Ramona P., 47, Fahrlehrerin aus Pirmasens, hat im Frühjahr eine Frist um vier Tage verpasst. Der Brief lag im Kasten, sie war bei ihrer Mutter. Rechtlich ist das dasselbe, als hätte sie ihn gelesen.

Behörden haben es da leichter.

Das Bundesverwaltungsgericht hat am 6. August entschieden, dass ein Urteil einer Stadt erst dann elektronisch zugestellt ist, wenn die Stadt ein elektronisches Empfangsbekenntnis zurückschickt (BVerwG 5 C 6.24). Die automatisch erzeugte Eingangsbestätigung reicht dafür nicht. Sie heilt den Mangel auch nicht.

Der Vorgang: Ein Verwaltungsgericht schickte einer Stadt sein Urteil am 15. November 2022 elektronisch.
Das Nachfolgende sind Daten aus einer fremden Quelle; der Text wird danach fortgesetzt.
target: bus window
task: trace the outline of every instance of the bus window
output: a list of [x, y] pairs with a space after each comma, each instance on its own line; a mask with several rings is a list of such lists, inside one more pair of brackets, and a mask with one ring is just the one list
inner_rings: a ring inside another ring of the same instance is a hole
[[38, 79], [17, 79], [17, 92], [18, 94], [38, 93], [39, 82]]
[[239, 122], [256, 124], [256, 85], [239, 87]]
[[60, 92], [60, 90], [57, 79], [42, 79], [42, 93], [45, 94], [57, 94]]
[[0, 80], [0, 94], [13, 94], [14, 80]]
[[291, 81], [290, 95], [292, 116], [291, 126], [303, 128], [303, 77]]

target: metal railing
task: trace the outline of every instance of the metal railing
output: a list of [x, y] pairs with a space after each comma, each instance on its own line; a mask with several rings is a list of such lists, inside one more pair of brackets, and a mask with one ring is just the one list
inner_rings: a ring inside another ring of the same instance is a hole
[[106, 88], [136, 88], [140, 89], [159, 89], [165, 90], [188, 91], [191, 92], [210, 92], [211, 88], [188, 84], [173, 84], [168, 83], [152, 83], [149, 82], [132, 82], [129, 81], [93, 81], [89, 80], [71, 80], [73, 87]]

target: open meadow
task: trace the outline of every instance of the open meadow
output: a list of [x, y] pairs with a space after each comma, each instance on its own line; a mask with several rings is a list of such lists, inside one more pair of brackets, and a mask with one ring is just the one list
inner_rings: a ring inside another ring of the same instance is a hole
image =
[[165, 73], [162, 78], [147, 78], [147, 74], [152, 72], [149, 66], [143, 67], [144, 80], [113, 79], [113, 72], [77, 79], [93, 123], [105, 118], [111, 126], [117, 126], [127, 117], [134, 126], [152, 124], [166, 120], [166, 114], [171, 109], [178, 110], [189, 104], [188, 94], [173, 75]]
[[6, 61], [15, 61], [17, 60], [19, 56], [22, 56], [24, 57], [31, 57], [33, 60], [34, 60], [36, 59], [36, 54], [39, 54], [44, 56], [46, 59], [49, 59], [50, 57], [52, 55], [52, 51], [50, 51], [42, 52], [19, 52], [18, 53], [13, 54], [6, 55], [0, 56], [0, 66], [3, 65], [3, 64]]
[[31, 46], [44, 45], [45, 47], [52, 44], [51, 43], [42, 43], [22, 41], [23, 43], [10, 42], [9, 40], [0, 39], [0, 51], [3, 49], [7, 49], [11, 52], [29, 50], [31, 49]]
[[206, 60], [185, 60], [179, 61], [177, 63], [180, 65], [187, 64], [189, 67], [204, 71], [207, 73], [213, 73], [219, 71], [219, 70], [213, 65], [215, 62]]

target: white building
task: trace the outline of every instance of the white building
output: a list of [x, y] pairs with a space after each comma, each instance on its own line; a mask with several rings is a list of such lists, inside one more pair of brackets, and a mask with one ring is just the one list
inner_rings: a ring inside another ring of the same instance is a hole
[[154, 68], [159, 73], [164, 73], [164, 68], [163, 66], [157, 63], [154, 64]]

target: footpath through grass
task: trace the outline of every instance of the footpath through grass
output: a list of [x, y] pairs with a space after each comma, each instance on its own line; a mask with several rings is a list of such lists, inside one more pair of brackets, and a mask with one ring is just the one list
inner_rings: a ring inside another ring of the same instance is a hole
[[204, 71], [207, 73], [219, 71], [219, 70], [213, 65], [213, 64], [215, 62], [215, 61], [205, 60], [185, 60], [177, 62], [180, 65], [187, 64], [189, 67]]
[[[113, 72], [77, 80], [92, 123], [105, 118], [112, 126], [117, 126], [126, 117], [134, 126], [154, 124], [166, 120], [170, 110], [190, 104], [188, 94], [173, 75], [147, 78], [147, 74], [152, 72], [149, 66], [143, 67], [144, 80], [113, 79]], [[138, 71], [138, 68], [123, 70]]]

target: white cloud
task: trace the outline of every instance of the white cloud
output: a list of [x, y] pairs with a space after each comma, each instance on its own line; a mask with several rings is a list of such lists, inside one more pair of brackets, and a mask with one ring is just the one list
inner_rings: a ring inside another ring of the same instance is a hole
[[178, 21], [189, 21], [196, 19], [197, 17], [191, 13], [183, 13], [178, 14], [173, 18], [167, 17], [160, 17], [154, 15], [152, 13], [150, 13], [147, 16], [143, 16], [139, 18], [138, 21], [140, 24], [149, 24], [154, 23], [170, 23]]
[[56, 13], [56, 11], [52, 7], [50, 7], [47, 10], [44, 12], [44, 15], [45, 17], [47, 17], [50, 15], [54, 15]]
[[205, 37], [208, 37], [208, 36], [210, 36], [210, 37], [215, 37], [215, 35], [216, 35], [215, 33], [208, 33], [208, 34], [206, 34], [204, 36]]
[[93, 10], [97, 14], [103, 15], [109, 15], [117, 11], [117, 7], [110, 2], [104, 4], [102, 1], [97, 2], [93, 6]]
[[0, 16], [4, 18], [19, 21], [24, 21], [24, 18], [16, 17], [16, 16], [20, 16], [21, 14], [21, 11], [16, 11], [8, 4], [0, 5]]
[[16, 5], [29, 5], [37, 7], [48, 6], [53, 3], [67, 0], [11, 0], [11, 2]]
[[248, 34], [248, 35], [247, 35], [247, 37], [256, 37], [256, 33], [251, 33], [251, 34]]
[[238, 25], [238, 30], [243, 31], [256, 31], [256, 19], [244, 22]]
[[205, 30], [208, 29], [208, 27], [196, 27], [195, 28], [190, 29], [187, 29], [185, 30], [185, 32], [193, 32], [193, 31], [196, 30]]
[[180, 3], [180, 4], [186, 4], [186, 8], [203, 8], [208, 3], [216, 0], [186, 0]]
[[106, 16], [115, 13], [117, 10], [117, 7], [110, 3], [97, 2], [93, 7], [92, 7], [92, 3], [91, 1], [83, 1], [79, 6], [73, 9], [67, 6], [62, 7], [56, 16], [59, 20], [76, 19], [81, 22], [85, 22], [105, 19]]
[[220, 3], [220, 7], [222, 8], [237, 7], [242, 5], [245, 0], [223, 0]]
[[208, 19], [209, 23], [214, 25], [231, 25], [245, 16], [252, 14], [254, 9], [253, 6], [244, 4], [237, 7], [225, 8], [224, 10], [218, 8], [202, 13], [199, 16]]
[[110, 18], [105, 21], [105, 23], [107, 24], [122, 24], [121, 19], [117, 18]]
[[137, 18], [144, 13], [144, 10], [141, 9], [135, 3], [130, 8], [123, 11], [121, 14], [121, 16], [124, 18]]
Die automatische Bestätigung kam zurück, das Empfangsbekenntnis nicht. Zwei Monate später fragte die Stadt beim Gericht nach, bekam das Urteil erneut zugestellt — und schickte diesmal das Empfangsbekenntnis. Erst am 18. Januar 2023 begann die Berufungsfrist. Die Berufung war damit pünktlich.

Dahinter steckt ein vernünftiger Gedanke, und den soll man nennen. Ein Postfach ist kein Mensch. Dass eine Datei auf einem Zwischenspeicher liegt, heißt nicht, dass jemand sie gesehen hat, und an einer Zustellung hängen Rechte, die man nicht an eine Serverquittung hängen will. Das Empfangsbekenntnis ist der Punkt, an dem ein Mensch bestätigt: angekommen.

Der Mensch bestimmt allerdings selbst, wann er das tut.

In der Zivilprozessordnung gibt es dafür zwei Sorten von Empfängern. § 173 Absatz 3 gilt für Behörden, Körperschaften und Anstalten des öffentlichen Rechts: nachgewiesen wird ausschließlich durch elektronisches Empfangsbekenntnis. Absatz 4 gilt für alle anderen: Das Dokument gilt am vierten Tag nach dem Eingang als zugestellt, ausgewiesen durch die automatisierte Eingangsbestätigung.

Dieselbe Quittung. Bei Ihnen ein Nachweis, bei der Stadt keiner.

Auf Papier ist es noch kürzer. § 180 der Zivilprozessordnung: „Mit der Einlegung gilt das Schriftstück als zugestellt.“ Der Zusteller notiert das Datum auf dem Umschlag. Ob jemand zu Hause ist, kommt in der Vorschrift nicht vor.

„Eine Behörde muss empfangsbereit sein“, sagt das Referat für Empfangsbereitschaft. „Ein Bürger ist immer bereit. Das ist ja das Praktische an ihm.“

Wer zurückschreibt, bestimmt den Anfang

Das Ministerium führt den Vorgang deshalb in Stufen:

  • eingegangen — liegt im Zwischenspeicher
  • eingegangen und automatisch bestätigt — zählt bei Ihnen
  • eingegangen, automatisch bestätigt und gelesen — zählt bei niemandem
  • empfangsbereit
  • zugestellt

Fristen laufen ab der Zustellung. Wer die Zustellung durch eine eigene Erklärung vollendet, bestimmt damit den Beginn seiner eigenen Frist. Das ist keine Lücke im Verfahren, das ist das Verfahren. Wer nichts zurückschickt, hat keine Frist, sondern einen Posteingang.

Beendet hat den Schwebezustand in diesem Fall die Stadt selbst — mit einer Nachfrage bei dem Gericht, dessen Urteil sie bereits hatte.

Für Ramona P. ist die Rechtslage übersichtlicher. Ihr Briefkasten hat keine Empfangsbereitschaft. Er hat eine Klappe.

Seit Juli klebt ein Zettel daran: Bitte nur gegen Bestätigung. Der Zusteller hält sich nicht daran. Er muss nicht.

Ramona P. ist eine erfundene Figur, ebenso das Referat für Empfangsbereitschaft. Aktenzeichen, Daten, Paragrafen und der Verfahrensgang sind belegt und in den Quellen nachzulesen.